Importante referir, ainda, que com a Emenda Constitucional nº 115, que tornou a proteção de dados um direito fundamental, a mudança da natureza jurídica da ANPD passou a ser mais urgente, de modo a possibilitar maior segurança jurídica e administrativa ao órgão. Nos termos do art. 21, inc. XXVI, da Constituição da República, a ANPD é o órgão da União a quem compete a organização e fiscalização da proteção e tratamento de dados pessoais.
Compete à ANPD impulsionar o processo administrativo sancionador sempre que constatadas violações à LGPD, está na iminência de ter seu arcabouço normativo completo: falta pouco para a edição do regulamento de sanções e metodologias que estabelecerá a dosimetria e formas para o cálculo da pena de multa.

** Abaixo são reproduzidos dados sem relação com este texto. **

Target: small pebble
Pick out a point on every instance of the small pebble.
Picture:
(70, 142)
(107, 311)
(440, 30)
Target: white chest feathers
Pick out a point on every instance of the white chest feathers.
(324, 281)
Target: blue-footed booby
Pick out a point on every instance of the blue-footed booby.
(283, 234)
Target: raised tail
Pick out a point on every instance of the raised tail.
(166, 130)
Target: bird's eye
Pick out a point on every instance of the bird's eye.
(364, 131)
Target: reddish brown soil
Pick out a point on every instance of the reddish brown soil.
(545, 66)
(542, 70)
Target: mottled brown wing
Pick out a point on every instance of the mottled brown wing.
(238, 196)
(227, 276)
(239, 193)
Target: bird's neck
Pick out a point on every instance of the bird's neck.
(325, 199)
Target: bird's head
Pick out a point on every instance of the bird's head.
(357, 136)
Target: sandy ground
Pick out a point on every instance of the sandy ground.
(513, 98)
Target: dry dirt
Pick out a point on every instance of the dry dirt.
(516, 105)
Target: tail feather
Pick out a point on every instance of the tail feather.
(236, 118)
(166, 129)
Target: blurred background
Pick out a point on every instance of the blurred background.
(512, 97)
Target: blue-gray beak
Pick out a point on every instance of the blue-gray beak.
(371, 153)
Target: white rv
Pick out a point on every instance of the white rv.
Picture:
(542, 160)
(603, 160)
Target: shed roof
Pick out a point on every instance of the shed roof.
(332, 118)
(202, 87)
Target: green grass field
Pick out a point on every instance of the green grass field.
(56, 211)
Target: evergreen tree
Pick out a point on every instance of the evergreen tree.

Se tivesse sido mantida como órgão da Presidência da República, pertencente à administração pública direta, a ANPD poderia enfrentar questionamentos jurídicos e, consequentemente, ter suas punições administrativas anuladas em processos no âmbito da Justiça Federal, provocados especialmente pelas Procuradorias federais, estaduais, distritais e municipais em todo o país, na defesa os entes públicos sancionados.
Pelo que foi até aqui exposto, fica muito clara a urgência e relevância na avaliação do Congresso Nacional para a edição da Medida Provisória nº 1.124/22.

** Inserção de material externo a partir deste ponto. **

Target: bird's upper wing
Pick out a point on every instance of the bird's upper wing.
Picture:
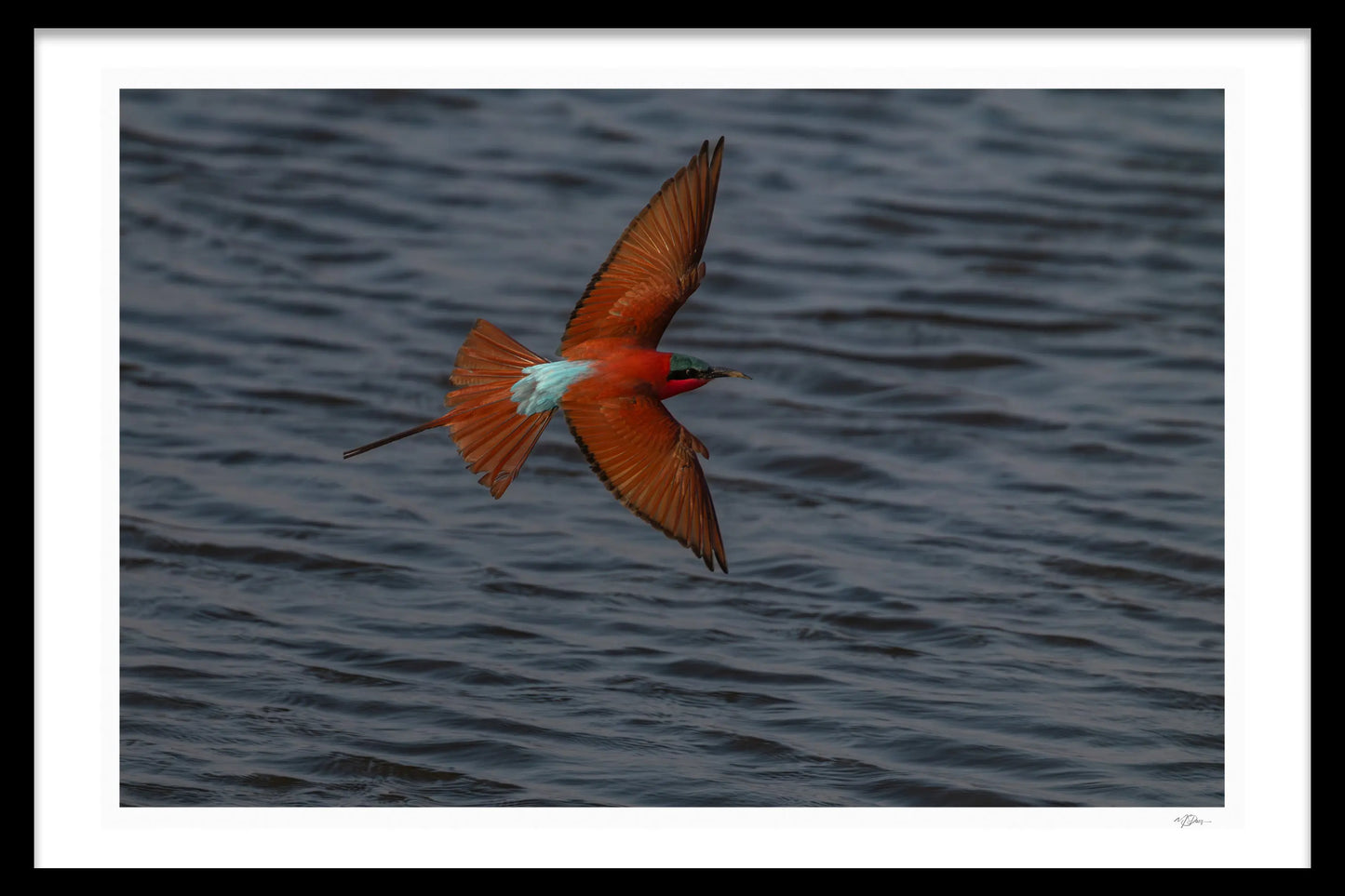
(647, 459)
(655, 265)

A mudança da ANPD para autarquia federal de regime especial a equipara a outras entidades de natureza similar, como as agências reguladoras e o Banco Central do Brasil. Sua organização administrativa e autonomia, restam preservadas, reforçando a estabilidade institucional de sua diretoria, que já têm mandato e são escolhidos após sabatina pelo Senado Federal. Uma alteração importante diz com a transformação da assessoria jurídica em Procuradoria, compatibilizando com outras estruturas federais.

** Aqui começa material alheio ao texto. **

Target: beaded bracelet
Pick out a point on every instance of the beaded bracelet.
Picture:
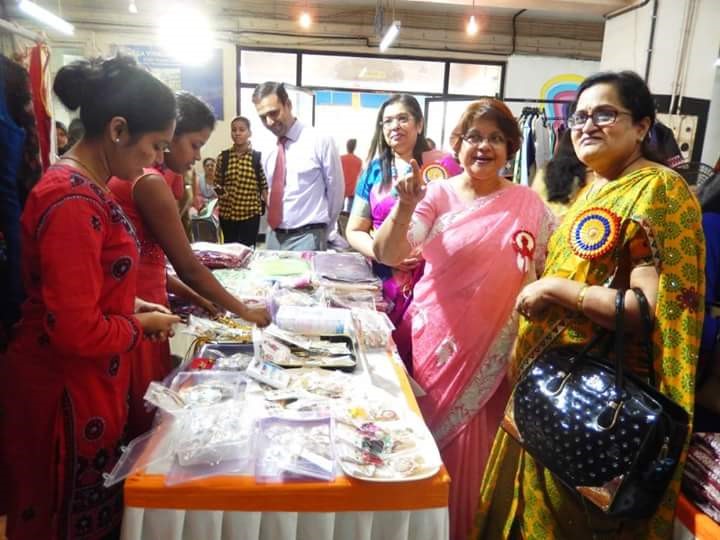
(581, 298)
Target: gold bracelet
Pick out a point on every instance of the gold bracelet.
(396, 222)
(581, 298)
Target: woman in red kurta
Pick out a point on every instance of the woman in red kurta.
(65, 376)
(150, 204)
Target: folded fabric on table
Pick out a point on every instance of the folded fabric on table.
(701, 477)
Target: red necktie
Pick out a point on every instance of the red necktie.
(277, 189)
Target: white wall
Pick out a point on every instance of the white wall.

A MP concede à ANPD personalidade jurídica de direito público interno, de acordo com a legislação civil (art. 41, inc. IV, CC), dotando-a de capacidade processual para acionar o Poder Judiciário na defesa de direitos coletivos em sentido amplo e difuso, podendo mover ações civis públicas (art. 5º, inc. IV, Lei nº 7.347/85). Isso significa que a ANPD passa a ter legitimidade processual para promover ações judiciais na defesa dos interesses da sociedade, em matéria de proteção de dados que lhe é afeta, inclusive ajuizar medidas cautelares, como ações de busca e apreensão de bens e documentos, de suspensão de atividades de tratamento de dados pessoais, até de afastamento de dirigentes e, por que não, de encarregados pelo tratamento de dados pessoais.
Por meio dessas ações, a ANPD poderá pleitear, em juízo, reparação de dano moral coletivo, além de promover a exequibilidade do cumprimento de sanções administrativas decretadas pela entidade após findo o processo administrativo sancionador contra entidades públicas e organizações privadas.
Importante destacar que não se aplicam as robustas regras da nova Lei das Agências Reguladoras à ANPD, uma vez que esta, embora se torne autarquia de regime especial, não está sendo transformada em uma agência reguladora.
A partir de agora, a nova autarquia tem plenas condições jurídicas e administrativas de instituir, unidades regionais em todo o Brasil, bastando, para isso, ter condições financeiras e orçamentárias, aproximando a ANPD de todos os espaços territoriais, o que poderá levar a uma atuação regulatória e até mesmo contenciosa administrativa ou judicial bastante expressiva.